An ADHD/ diagnostic evaluation is typically done by a qualified educational psychologist, mental health care professional or physician. They gather information from multiple sources (including parents, teachers, colleagues) such as ADHD symptom checklists (from our diagnostic manual, the DSM-V), standardised behaviour rating scales, cognitive tasks on a computer and a detailed history of past and current functioning. A diagnosis of ADHD in adulthood requires evidence of symptoms and distress from early age. Children must have at least six recognised symptoms, and older adolescents and adults (over the age of 17) must have five to be diagnosed with ADHD.
ADHD comes with a range of characteristic features, such as disorganisation, forgetfulness, impulsivity, problems with time management, and so on. It can manifest in myriad ways. In some people it might mean failing to pay attention to the details. In others it can mean paying too much attention, and getting lost in the details.
Most of us will exhibit some symptoms and characteristics of ADHD at various stages of our life, contingent on context. What makes ADHD different from the garden-variety imperfections of human nature is its impact on the life of those with it and those around them. Most of us would be guilty of occasional acts of impulsivity, but when that impulsivity affects our ability to maintain friendships or a job, then it likely becomes a problem.
I might impulsively buy a dress I didn’t really need. That’s normal. Racking up a $30,000 credit card bill that you can’t afford to pay off isn’t. I might interrupt people when I get too excited to wait my turn, but never letting anyone finish a sentence (your teacher, your partner, your boss) suggests a problem that might affect your relationships. In other words, it’s extreme manifestations of common human personality traits that might indicate ADHD.

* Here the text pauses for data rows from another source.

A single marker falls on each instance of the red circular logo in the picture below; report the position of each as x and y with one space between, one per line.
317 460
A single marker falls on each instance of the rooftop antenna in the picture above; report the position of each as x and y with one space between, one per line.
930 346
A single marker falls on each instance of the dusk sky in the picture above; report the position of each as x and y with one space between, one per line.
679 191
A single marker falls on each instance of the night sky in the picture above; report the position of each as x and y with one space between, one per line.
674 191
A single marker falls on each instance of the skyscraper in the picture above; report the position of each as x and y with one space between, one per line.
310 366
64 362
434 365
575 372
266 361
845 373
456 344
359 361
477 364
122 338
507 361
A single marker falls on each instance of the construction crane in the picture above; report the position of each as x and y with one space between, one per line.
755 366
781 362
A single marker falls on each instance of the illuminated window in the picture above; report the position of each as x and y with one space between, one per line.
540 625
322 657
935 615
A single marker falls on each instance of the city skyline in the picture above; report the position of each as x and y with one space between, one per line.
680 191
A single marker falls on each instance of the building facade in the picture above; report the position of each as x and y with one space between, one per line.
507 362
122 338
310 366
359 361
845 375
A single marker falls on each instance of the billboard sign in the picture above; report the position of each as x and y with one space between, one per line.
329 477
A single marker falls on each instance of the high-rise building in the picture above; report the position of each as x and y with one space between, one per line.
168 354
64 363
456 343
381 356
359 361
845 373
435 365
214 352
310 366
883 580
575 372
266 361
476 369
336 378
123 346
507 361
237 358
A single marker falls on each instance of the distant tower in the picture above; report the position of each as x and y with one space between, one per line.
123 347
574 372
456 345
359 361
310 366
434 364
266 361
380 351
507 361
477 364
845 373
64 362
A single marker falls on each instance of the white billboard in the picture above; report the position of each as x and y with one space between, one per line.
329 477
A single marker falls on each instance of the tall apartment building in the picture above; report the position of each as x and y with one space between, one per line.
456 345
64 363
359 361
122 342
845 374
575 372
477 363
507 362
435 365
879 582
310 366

Getting a proper diagnosis of ADHD is the first step of getting treatment, to ultimately gain some control over symptoms. This can be through medication and therapy (such as Cognitive Behavioural Therapy) or by developing and practising strategies to control the symptoms that make life difficult.
Many think it’s paradoxical a child or adult with ADHD would be prescribed a stimulant medication such as Ritalin. But it works by increasing certain neurotransmitters in the frontal lobe and the connections to the motor and emotional brain centres. This can help them control their hyperactivity, impulsivity, and many of the socio-emotional manifestations of ADHD. I’ve seen a lot of parents who say that, following medication, they can now have a rational conversation with their child. They often feel they have been given their child back. For adults, it can help them regain some control over their lives.